Effects of low-oxygen tension are mediated by hypoxia-inducible factor (HIF) transcription factors that coordinate a transcriptional program to ensure metabolic and vascular adaptations under hypoxic conditions by various mechanisms [[14], [15], [16]]. Hypoxia upregulates various proangiogenic growth factors and chemokines that directly engage in vessel growth like VEGF, PlGF and Ang2 [[17], [18], [19], [20], [21]]. In addition, numerous experimental models have shown that both hypoxic and acidic conditions in the tumor microenvironment change the availability of metabolites and induce the secretion of molecules in tumors (e.g. CSF1, GM-CSF, G-CSF, CX3CL1, CXCL5, CXCL12, CCL17, CCL22, IL6, Sema3) that attract innate immune cells to the tumor site where they become reprogrammed to serve as an additional source of angiogenic factors [[22], [23], [24], [25], [26], [27], [28]]. It is important to note that innate immune cells elicit a high plasticity in order to quickly adapt and serve the homeostatic repair program. Upon injury, first neutrophils and then macrophages are recruited to the wound that are immunosupportive and angiostatic due to their responsibility to phagocytose and kill bacteria and degrade necrotic tissue. In the subsequent resolution phase, myeloid cells then convert to an angiogenic and immunosuppressive phenotype to support tissue and blood vessel restoration [29]. The ability of myeloid cells to display such opposing properties to either eliminate potential infections or hinder excessive inflammation is indeed pivotal to properly regulate tissue injury and maintain tissue homeostasis [30]. In line with the concept that tumors are wounds that never heal [31], tumors take advantage of the myeloid plasticity by reprogramming these cells to exhibit both immunosuppressive and angiogenic features to enable tumors to escape immunosurveillance and facilitate vascular expansion. These two features have been defined as pivotal hallmarks in cancer propagation and progression [32].

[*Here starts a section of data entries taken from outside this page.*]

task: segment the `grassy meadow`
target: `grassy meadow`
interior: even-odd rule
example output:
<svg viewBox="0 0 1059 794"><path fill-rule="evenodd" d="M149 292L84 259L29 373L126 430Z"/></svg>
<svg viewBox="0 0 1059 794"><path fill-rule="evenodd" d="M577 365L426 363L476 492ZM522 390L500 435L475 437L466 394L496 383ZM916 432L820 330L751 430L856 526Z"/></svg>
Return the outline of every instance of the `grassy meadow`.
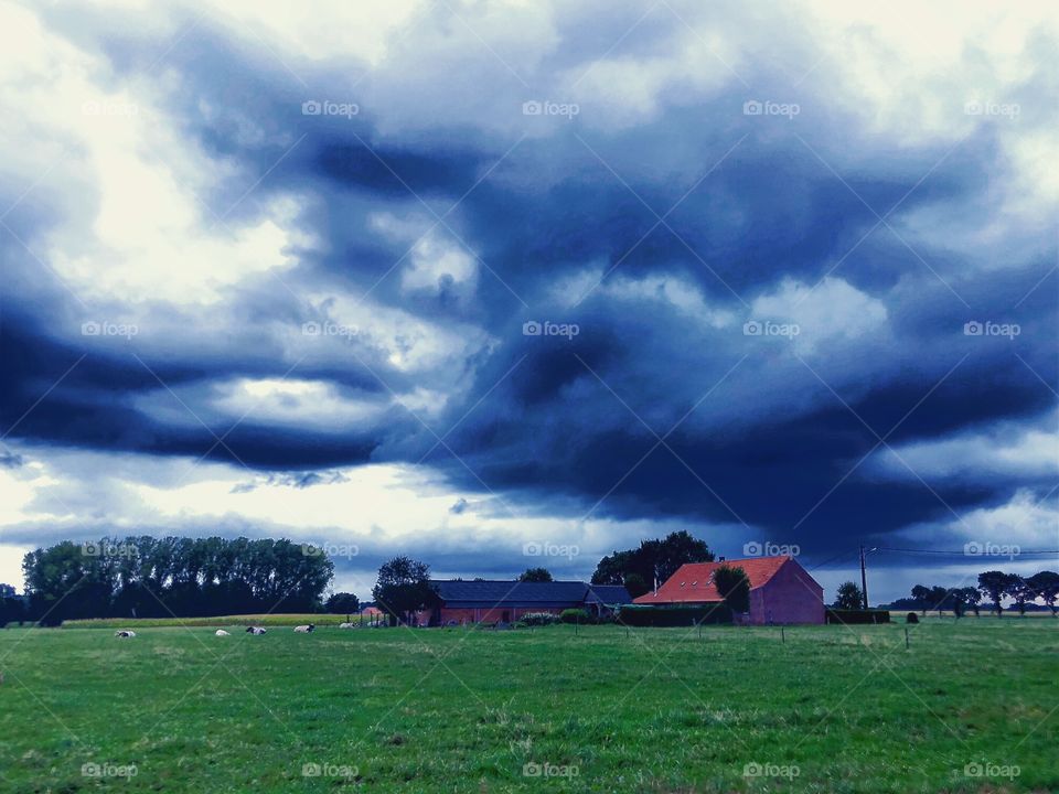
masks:
<svg viewBox="0 0 1059 794"><path fill-rule="evenodd" d="M1059 621L245 623L0 631L0 791L1059 791Z"/></svg>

There is increasing evidence that tumor-supporting inflammation and angiogenesis, although being distinct and separable processes, are closely related events that are in part regulated by common chemokines [32,33]. VEGF and Ang2 are proangiogenic factors that directly and indirectly convey immunosuppression in endothelial cells as well as innate and adaptive immune cells [[34], [35], [36], [37]]. VEGF induces an immunosuppressive vasculature on different levels (Fig.1). It downregulates the expression of the vascular adhesion molecules I-CAM1 and V-CAM1 that are necessary for T-cells to cross the endothelial layer and transit into the tumor. VEGF and Ang2 have been shown to enhance the expression of the negative checkpoint regulator programmed cell death protein 1 (PD-1)–programmed cell death 1 ligand 1 (PD-L1) in endothelial cells thus disabling the cytotoxic function of PD1+-T cells [[38], [39], [40], [41]]. In addition, elevated FasL levels on tumor ECs is known to trigger apoptosis of Fas-expressing CD8 + T cells [42]. Tumor-associated ECs also preferentially attract immunosuppressive Tregs by upregulating the multifunctional endothelial receptor CLEVER-1/stabilin-1 [43]. All these mechanisms consequently lead to a potent barrier that disables cytotoxic T cell infiltration into the tumor. VEGF, however, not only facilitates VEGFR-2 signaling in endothelial cells but also in VEGFR2+ immune cells. Thereby, it stimulates the expression of PD-L1 in dendritic cells and blocks the maturation and thus, functionality of dendritic cells due to their impaired ability to present tumor antigens [44]. VEGF/VEGFR2 signaling further suppresses proliferation of effector T cells but increases and promotes tumor homing of Tregs [32,44]. This effect is dependent on neuropilin-1 (nrp1) because in an experimental tumor model, nrp1 depletion resulted in reduction of Tregs with a concomitant increase in cytotoxic T cells [45]. VEGF also upregulates several negative immune checkpoint receptors besides PD-1 (e.g. CTLA-4, Lag-3, TIM-3) on T cells contributing to T-cell anergy and exhaustion [46]. Finally, elevated levels of VEGF and/or Ang-2 as well as other tumor-secreted factors promote the recruitment and expansion of innate immune cell populations including TAMs, TEMs, neutrophils, MDSC and immature dendritic cells that secrete molecules fostering an immunosuppressive and angiogenic tumor microenvironment.